Nicht nur eine Autobiografie, sondern eine eindringliche Botschaft, stets an sich selbst und an die eigenen Träume zu glauben und Vorurteile und Schwierigkeiten zu überwinden. Genau das wollte Irene Vianello in ihrem ersten Buch „Ho imparato a volermi bene“ (Abra Books) vermitteln. Die aus Cavallino-Treporti stammende Autorin, von Beruf Rechtsanwältin (seit 2012 ist sie auch bei der Anwaltskammer von Madrid zugelassen), nimmt den Leser mit auf eine autobiografische Reise voller außergewöhnlicher Beharrlichkeit, geprägt von zahlreichen Schwierigkeiten, aber vor allem von wirklich bedeutenden Erfolgen.

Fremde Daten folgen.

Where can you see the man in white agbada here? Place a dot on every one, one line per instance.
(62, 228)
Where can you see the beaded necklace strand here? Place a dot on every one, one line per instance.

Als Frühchen mit nur 900 Gramm überlebte sie eine Kindheit, die von einem gutartigen Tumor am Ohr und nicht weniger als 33 Operationen geprägt war. Durch die Stille der Inkubatoren, die harte Herausforderung, sprechen und von den Lippen ablesen zu lernen, und den Willen, sich eine Zukunft aufzubauen. An ihrer Seite steht eine starke Familie: unermüdliche Eltern und eine mutige Großmutter, die ihre Enkelin über alles stellt. Irene hat es geschafft, Schmerz und Zerbrechlichkeit in Stärke zu verwandeln. Ihre Geschichte ist eine Hymne an die Beharrlichkeit.